OPTIONS.PROTO (DEFINITION)
edition = "2023";
import "google/protobuf/descriptor.proto";

extend google.protobuf.FieldOptions {
  bool is_pii = 50001;
}

extend google.protobuf.MethodOptions {
  string required_role = 50002;
}
SERVICE.PROTO (USAGE)
edition = "2023";
import "options.proto";

service UserService {
  rpc GetSensitiveData(GetRequest) returns (GetResponse) {
    option (required_role) = "ADMIN";
  }
}

message Profile {
  string ssn = 1 [(is_pii) = true];
}

Not all breaking changes are equal. Tools like Buf categorize breaking changes into four distinct levels of severity.

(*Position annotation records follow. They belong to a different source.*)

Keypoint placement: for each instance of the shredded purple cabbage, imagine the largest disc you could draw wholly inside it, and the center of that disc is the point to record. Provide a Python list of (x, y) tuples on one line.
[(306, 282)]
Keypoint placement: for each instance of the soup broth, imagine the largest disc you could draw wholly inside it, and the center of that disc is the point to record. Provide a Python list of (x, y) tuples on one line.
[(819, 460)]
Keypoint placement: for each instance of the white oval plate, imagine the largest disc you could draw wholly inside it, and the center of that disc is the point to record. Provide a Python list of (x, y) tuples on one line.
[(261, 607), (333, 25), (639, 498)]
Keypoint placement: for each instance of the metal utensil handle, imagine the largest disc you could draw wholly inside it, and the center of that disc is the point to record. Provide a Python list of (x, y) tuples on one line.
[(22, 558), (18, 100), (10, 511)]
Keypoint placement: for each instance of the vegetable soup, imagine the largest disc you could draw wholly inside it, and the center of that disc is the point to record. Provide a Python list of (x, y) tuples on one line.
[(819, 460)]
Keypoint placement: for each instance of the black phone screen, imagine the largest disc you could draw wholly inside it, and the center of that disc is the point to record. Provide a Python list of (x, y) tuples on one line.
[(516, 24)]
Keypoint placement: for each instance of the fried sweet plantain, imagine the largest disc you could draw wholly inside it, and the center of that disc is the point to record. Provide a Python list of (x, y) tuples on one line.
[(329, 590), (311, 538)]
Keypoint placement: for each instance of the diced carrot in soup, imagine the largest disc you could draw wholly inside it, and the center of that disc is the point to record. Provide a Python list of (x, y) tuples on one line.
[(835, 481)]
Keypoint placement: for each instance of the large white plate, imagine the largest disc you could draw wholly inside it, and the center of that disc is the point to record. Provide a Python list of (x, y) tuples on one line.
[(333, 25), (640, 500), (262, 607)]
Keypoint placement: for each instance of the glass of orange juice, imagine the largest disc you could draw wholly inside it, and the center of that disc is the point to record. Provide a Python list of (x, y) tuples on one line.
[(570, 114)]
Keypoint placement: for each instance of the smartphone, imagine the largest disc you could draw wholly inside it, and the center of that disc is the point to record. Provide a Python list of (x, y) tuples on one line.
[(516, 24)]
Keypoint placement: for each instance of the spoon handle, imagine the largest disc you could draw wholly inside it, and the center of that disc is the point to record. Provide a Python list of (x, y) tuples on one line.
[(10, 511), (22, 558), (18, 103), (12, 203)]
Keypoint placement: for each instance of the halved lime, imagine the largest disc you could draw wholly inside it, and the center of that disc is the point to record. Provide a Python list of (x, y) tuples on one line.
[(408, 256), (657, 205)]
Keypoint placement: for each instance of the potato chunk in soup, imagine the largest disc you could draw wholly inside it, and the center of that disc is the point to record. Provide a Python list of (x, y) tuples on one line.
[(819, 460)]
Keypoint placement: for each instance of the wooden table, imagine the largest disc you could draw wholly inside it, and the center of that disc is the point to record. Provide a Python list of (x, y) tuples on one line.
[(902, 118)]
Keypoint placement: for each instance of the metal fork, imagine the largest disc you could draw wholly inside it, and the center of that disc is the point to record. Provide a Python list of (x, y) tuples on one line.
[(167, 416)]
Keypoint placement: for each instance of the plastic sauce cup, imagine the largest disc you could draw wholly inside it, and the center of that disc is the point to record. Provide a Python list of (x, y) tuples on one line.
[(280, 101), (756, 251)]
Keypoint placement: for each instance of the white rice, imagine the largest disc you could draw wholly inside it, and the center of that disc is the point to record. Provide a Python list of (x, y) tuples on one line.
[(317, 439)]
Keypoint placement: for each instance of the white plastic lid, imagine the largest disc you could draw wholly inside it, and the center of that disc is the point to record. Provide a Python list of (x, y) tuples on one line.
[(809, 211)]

  • WIRE: The most severe level. This includes changing a field number or using an incompatible type (e.g., string to int32). This causes data corruption during serialization; you should never do this.
  • WIRE_JSON: Breakage in JSON representation. Renaming a field is safe on the binary wire, but clients expecting the old JSON key will fail. You can mitigate this using the [json_name="old_name"] annotation.
  • PACKAGE: Source code breakage at the package level. Changing a type in a wire-compatible way (e.g., int32 to int64) transmits safely, but when developers update their generated code, their builds will fail until they update their types.
  • FILE: The strictest level. This ensures source code compatibility down to the individual file level. Moving a message to another file might break code generation that relies on specific file imports.
BEFORE
edition = "2023";
package api.v1;

message User {
  string id = 1;
  int32 age = 2;
  string display_name = 3;
}
AFTER
edition = "2023";
package api.v1;

message User {
  // [WIRE] breakage: type changed from string
  int32 id = 1; 

  // [PACKAGE] breakage: source code type change
  int64 age = 2;

  // [WIRE_JSON] breakage: JSON key changed
  string full_name = 3; 
}

Protobuf identifies data on the wire using field numbers rather than names, so deleting a field requires careful handling. If a schema has been used in production, older clients or databases may still hold data serialized with those field numbers. You cannot simply remove a field and reuse its number without risking collisions. Instead, you must manage its lifecycle:

  1. Deprecate: Add [deprecated = true]. This warns developers in their IDEs (via generated code annotations like @Deprecated) not to use it for new features.
  2. Stop Using: Wait until metrics show zero traffic using the field.
  3. Reserve: Remove the field entirely and add its number/name to a reserved block. This prevents future developers from accidentally reusing the number and corrupting old data that might still be in a database.
Step 1: The original schema
message Product {
  int32 price_cents = 1;
}
Step 2: Deprecate the old field, add the new one
message Product {
  int32 price_cents = 1 [deprecated = true];
  int64 price_micros = 2;
}
Step 3: Remove the old field and reserve its ID/name
message Product {
  reserved 1, "price_cents";

  int64 price_micros = 2;
}

The Source of Truth

Protobuf goes beyond simple types. By using extensions, you can augment your schema with rich metadata. A powerful example is protovalidate, which allows you to embed complex business rules directly into your schema using CEL. Try modifying the JSON data below or clicking the example buttons to see the validation rules in action.

Test Data (JSON)

JSON_INPUT
{
  "id": "550e8400-e29b-41d4-a716-446655440000",
  "name": "Hiro Protagonist",
  "email": "hiro@metaverse.com",
  "age": 30,
  "role": 2,
  "birthDate": {
    "year": 1996,
    "month": 1,
    "day": 1
  }
}

Rules Enforcement

VALIDATION_STATUS

Waiting for
valid input

Validation Strategy

By putting validation in the schema, you ensure that every part of your system enforcing the contract applies the exact same rules. This eliminates "validation drift" not just between microservices, but across your entire stack. For instance, you can use the same rules to validate a form on your web frontend (using TypeScript) before the request ever hits your backend (running Go, Java, etc.).